AI models based on LLMs tend to jump to conclusions. “Their reasoning is brittle precisely where uncertainty and nuance matter most,” Rao and her team wrote in their paper. Their conclusion was that LLMs are not yet ready to make decisions in medical settings.
These two studies evaluated different AI models in different ways. Yet, the results aren’t as opposed as they may seem on the surface, both teams say. They agree that the next step should be more research.
Manrai’s team is planning clinical trials to help answer the question: “How do we safely and thoughtfully integrate [AI] into care?” Rao likes that approach. So many people “don’t have enough access to care,” she says. Someday, she notes, “I think AI can be a great equalizer.”
Facts Only
A study published April 30 in *Science* tested OpenAI’s o1-preview AI model on medical diagnosis tasks.
The study was led by Arjun Manrai, a biomedical data scientist at Harvard University.
The AI was evaluated using classic medical training cases and real-world data from 76 patients at an emergency room in Boston.
The AI model included the correct diagnosis or a close variant in nearly 80% of cases, outperforming human clinicians.
A separate survey found that by 2025, 1 in 5 doctors and nurses worldwide used AI for second opinions on complex cases.
Arya Rao, a researcher at Harvard Medical School not involved in the study, published a paper on April 13 testing 21 AI models on diagnostic reasoning steps.
Rao’s study identified a weakness in AI models’ ability to handle multiple uncertain diagnoses.

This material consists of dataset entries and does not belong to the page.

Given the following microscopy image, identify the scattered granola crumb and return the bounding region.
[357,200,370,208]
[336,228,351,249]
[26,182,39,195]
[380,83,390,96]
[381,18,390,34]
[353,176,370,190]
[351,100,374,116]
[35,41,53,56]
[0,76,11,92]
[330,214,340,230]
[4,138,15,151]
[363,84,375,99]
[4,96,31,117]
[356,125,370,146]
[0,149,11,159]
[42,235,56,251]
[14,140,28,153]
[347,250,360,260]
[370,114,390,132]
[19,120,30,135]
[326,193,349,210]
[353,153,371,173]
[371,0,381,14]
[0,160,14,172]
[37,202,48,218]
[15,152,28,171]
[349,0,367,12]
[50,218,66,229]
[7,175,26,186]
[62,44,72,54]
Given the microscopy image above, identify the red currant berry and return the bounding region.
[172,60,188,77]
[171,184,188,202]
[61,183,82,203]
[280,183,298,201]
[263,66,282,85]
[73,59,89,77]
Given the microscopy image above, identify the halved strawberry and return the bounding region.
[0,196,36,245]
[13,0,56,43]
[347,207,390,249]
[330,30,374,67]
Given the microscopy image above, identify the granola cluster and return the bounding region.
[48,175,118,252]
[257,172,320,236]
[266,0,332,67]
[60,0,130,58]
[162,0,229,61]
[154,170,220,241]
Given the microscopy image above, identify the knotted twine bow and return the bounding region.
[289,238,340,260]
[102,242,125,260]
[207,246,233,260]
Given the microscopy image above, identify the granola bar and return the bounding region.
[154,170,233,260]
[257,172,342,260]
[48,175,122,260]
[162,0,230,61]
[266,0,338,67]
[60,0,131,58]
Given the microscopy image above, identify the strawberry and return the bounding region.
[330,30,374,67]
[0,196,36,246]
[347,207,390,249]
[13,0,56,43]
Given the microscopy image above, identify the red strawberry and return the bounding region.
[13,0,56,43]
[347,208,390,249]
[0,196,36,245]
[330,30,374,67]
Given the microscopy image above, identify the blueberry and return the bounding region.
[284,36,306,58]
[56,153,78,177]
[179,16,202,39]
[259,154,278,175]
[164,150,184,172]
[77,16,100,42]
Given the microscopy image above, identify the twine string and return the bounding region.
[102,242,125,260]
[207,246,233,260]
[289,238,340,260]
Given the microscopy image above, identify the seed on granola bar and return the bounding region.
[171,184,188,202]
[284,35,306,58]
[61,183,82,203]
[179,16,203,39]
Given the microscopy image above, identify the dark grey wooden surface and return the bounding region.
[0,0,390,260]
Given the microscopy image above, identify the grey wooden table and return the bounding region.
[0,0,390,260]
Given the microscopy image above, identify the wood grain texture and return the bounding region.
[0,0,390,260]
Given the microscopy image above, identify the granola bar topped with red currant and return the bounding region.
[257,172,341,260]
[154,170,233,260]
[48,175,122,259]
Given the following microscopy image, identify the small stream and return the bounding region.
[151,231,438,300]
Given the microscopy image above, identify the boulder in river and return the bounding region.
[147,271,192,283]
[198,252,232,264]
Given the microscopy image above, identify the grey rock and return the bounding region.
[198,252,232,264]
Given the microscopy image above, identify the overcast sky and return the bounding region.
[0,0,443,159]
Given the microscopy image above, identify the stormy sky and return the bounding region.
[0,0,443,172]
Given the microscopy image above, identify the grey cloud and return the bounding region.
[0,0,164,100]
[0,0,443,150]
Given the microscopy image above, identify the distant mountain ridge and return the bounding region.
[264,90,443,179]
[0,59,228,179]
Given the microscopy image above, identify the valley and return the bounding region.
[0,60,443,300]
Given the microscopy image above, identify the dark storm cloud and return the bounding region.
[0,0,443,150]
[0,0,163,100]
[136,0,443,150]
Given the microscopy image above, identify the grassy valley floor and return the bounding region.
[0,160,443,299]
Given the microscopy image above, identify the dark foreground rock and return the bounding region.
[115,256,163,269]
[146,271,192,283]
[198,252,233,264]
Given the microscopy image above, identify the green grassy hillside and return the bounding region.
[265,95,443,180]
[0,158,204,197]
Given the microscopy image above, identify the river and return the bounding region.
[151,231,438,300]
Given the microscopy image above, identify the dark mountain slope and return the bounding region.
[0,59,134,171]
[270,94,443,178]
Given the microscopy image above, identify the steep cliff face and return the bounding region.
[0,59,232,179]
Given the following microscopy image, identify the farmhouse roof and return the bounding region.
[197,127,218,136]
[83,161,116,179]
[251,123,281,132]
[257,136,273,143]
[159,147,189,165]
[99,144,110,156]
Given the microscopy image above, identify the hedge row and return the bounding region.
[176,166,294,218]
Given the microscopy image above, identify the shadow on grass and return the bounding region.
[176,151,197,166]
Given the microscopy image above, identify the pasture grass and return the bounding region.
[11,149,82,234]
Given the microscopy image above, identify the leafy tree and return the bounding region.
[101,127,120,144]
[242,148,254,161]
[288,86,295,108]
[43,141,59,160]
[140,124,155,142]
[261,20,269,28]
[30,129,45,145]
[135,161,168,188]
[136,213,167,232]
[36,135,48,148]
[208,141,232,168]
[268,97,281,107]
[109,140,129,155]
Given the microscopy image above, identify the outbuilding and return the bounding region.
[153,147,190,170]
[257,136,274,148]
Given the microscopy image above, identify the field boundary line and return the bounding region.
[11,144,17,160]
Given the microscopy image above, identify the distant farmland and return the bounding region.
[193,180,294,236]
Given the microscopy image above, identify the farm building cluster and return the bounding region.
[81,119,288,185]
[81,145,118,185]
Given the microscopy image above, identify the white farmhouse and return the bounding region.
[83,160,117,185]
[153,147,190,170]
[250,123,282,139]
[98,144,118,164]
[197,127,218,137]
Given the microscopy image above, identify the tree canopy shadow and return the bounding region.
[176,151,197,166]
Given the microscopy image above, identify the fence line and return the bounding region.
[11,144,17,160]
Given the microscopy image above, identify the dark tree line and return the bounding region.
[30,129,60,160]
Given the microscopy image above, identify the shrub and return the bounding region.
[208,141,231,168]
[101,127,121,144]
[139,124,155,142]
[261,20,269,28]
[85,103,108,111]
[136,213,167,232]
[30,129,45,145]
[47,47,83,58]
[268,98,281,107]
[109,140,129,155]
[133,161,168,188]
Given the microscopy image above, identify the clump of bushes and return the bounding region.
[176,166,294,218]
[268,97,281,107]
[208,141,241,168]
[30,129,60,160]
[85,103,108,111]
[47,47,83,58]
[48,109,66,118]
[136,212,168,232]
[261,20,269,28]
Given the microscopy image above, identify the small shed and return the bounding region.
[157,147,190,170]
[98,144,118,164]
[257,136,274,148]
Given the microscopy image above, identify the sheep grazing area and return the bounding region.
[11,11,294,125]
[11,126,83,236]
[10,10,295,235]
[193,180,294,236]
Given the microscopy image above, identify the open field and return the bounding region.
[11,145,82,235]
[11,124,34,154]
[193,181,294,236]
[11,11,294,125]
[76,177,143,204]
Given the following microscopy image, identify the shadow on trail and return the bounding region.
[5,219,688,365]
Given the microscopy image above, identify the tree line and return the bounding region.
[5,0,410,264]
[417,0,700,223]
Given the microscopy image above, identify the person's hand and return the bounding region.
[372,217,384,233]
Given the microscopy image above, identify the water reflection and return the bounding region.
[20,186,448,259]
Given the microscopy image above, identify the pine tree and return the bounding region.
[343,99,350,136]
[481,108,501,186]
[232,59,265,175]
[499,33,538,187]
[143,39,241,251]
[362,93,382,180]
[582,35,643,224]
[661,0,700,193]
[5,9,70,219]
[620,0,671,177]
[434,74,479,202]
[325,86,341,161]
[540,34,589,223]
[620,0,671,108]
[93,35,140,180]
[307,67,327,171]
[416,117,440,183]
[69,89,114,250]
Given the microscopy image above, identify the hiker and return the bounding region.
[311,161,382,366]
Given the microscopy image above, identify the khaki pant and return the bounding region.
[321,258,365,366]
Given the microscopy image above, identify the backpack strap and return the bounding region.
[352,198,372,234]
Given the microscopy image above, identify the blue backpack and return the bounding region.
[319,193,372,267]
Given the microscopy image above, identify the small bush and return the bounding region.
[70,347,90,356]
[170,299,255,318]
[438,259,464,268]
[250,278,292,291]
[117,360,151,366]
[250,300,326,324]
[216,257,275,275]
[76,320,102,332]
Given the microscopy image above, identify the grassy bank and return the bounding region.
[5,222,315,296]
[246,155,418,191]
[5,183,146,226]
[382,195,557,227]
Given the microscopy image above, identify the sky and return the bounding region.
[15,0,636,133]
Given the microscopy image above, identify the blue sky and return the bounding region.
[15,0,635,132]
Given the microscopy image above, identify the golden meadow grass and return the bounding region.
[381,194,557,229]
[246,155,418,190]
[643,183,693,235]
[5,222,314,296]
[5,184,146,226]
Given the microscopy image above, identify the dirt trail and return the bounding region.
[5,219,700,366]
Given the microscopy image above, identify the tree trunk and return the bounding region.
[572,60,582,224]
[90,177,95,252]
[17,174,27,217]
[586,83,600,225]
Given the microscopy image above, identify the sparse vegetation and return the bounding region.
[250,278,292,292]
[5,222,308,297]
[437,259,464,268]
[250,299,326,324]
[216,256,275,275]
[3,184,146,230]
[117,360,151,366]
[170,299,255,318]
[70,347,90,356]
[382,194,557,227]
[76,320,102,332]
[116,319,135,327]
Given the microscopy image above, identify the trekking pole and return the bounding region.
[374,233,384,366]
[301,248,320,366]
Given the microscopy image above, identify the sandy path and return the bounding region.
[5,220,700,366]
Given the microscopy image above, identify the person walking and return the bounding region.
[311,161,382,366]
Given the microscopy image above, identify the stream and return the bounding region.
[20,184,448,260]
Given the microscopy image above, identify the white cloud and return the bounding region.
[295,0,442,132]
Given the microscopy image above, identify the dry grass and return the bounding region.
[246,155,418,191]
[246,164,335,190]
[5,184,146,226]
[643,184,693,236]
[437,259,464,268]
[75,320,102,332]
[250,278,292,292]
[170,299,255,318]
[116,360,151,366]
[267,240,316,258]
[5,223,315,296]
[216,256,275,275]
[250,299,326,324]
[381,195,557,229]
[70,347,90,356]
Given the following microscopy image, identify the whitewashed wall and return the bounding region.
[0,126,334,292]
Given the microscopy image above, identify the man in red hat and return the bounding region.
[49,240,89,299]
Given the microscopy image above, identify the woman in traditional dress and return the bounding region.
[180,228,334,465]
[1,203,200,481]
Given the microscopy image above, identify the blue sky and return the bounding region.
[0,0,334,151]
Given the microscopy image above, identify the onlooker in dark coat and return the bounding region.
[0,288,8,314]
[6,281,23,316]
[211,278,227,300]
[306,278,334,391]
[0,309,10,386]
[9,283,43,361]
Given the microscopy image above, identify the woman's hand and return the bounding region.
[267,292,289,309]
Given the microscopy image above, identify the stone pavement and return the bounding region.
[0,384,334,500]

The AI model in Manrai’s study flagged a flesh-eating infection in a patient 12–24 hours before human physicians became suspicious.
Both research teams agree that more studies are needed to assess AI’s role in clinical settings.
Manrai’s team plans clinical trials to explore safe integration of AI into medical care.
Executive Summary
Full Take
This study lands in a fraught but rapidly evolving debate about AI’s role in medicine. The strongest version of the narrative—AI as a diagnostic equalizer—rests on compelling data: the model outperformed humans in controlled tests and even caught a life-threatening infection earlier than physicians. The methodology appears rigorous, using both standardized cases and real-world data, though the sample size (76 patients) and the lack of direct comparison across all systems leave room for skepticism. The counterpoint from Rao’s team is equally valid: AI’s "brittle reasoning" under uncertainty is a critical flaw, especially in medicine, where nuance and moral judgment matter as much as pattern recognition.
Patterns detected: none. The article avoids emotional exploitation or distortion, presenting both the promise and limitations of AI in medicine. However, the root cause of the tension lies in an unstated assumption: that diagnostic accuracy is the sole metric of success. In reality, medicine requires trust, empathy, and adaptive reasoning—qualities AI lacks. The implications are profound: AI could democratize expertise in underserved areas, but overreliance risks eroding patient-doctor relationships and introducing new biases from training data.
Key questions remain: How do we measure AI’s diagnostic value beyond accuracy? What safeguards are needed to prevent overconfidence in AI suggestions? And how do we ensure AI augments, rather than replaces, human judgment? The next step should be longitudinal studies in real clinical settings, not just controlled tests, to assess AI’s impact on patient outcomes and physician workflows.
Counterstrike scan: A coordinated influence campaign might exaggerate AI’s readiness to replace doctors or downplay its limitations. This article does neither, presenting a balanced view with clear acknowledgment of unresolved challenges. No structural alignment with manipulation tactics is detected.
Sentinel — Human
This analysis exhibits characteristics of high-quality human-authored journalism, effectively synthesizing complex academic debate while maintaining specific, traceable citations.